Remember the line from the film Clueless when "Cher" Horowitz's dad, a top lawyer, congratulates her for persuading her tutors to change up the grades on her report? He says something like: "I couldn't be happier if these were your actual grades!"
A culture of cheating among graduate hopefuls on tests for investment banks has been exposed and smacks of a similar sort of cynicism, but without the honesty (unsurprisingly).
A bunch of investment banking graduates were caught cheating on a supposedly unchallenging maths test at JP Morgan's New York office and sent packing. The offenders, some of whom were from the UK, were made to pay their own way home from the Big Apple as additional penance, according to The Telegraph on 23 October.
The official line from JPM's press office was "this behaviour is entirely unacceptable and is not tolerated at our firm and so on..." However, someone inside the bank took a rather more realistic line: "These people must have cheated in a pretty stupid, clumsy way for them to get caught because otherwise I don't understand how they didn't get away with it."

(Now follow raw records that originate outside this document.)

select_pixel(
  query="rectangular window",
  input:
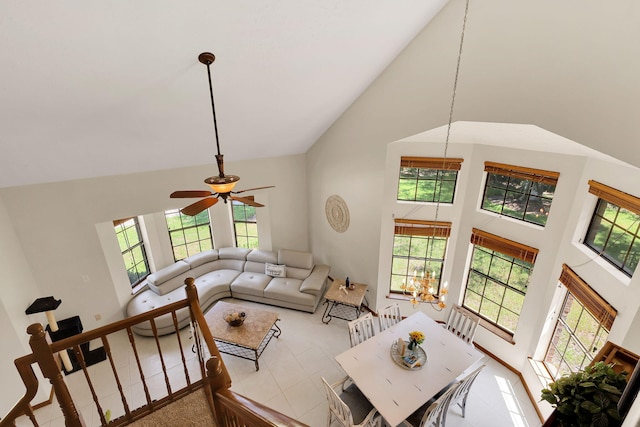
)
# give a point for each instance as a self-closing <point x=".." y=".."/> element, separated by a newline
<point x="189" y="234"/>
<point x="582" y="327"/>
<point x="498" y="279"/>
<point x="428" y="179"/>
<point x="419" y="249"/>
<point x="245" y="224"/>
<point x="614" y="229"/>
<point x="519" y="192"/>
<point x="132" y="248"/>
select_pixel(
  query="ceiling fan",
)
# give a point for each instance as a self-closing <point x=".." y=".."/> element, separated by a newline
<point x="221" y="184"/>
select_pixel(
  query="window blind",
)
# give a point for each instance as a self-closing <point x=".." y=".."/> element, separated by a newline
<point x="536" y="175"/>
<point x="601" y="309"/>
<point x="117" y="222"/>
<point x="617" y="197"/>
<point x="415" y="227"/>
<point x="502" y="245"/>
<point x="439" y="163"/>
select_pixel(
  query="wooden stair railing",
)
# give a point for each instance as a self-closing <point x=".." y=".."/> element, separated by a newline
<point x="228" y="408"/>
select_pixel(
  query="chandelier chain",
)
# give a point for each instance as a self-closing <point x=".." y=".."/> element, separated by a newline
<point x="453" y="99"/>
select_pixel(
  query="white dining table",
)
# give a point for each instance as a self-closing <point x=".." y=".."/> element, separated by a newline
<point x="395" y="391"/>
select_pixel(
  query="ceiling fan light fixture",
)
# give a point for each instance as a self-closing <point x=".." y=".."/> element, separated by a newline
<point x="222" y="184"/>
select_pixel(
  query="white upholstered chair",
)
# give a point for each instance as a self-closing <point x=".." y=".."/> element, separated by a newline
<point x="463" y="323"/>
<point x="361" y="329"/>
<point x="389" y="316"/>
<point x="434" y="415"/>
<point x="459" y="397"/>
<point x="351" y="408"/>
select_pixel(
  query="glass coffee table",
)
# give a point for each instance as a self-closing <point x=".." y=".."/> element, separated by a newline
<point x="342" y="303"/>
<point x="248" y="340"/>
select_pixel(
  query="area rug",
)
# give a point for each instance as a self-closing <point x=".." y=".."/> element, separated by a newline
<point x="190" y="411"/>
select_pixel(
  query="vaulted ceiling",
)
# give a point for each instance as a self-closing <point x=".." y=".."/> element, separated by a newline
<point x="97" y="88"/>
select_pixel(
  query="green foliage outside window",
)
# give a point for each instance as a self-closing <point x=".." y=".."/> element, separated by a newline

The source said cheating on these internal tests is "pretty common practice", and that the grads must have been caught taking notes into the exam, or obviously copying work of their peers.
We should add that JPM is not the only bank to have detected cheating graduates on its tests; Goldman Sachs is also cited in the story.
In fact it's a brilliantly understated piece of journalism – the unmissable inference here is that cheating isn't really wrong. Rather, it's going about it in a stupid or clumsy way that deserves censure.
And, of course, this attitude is ingrained in the cheerfully iniquitous culture of investment banking we all know and love. A good example was the recent Libor scandal. Remember the line from forex chatroom transcripts that blazed on headlines: "if you aint cheating, you aint trying."
In one exclusive chatroom known as "The Cartel", which included traders from Citigroup, JP Morgan, UBS, RBS and Barclays, a warning was allegedly issued to one trader "on trial" at the "fix": "Mess this up and sleep with one eye open at night."
The ultimate sanction for bankers is jail time but we know this rarely happens. More often than not, the offending individual is barred from working in banking and the bank incurs a fine. In the past four years, JP Morgan alone has paid out $28,902,150,000 in fines and settlements for fraudulent and illegal practices.
That looks like a lot of money, but it probably only hurts about as much as a grand does to a graduate for an unscheduled flight home from JFK.
And it would probably constitute zero net loss in the grand scheme of things if – by some unprecedented outbreak of honesty – the cheating graduates were welcomed in by their future employers with a knowing wink for possessing the sort of initiative and drive that could only come in handy going forward.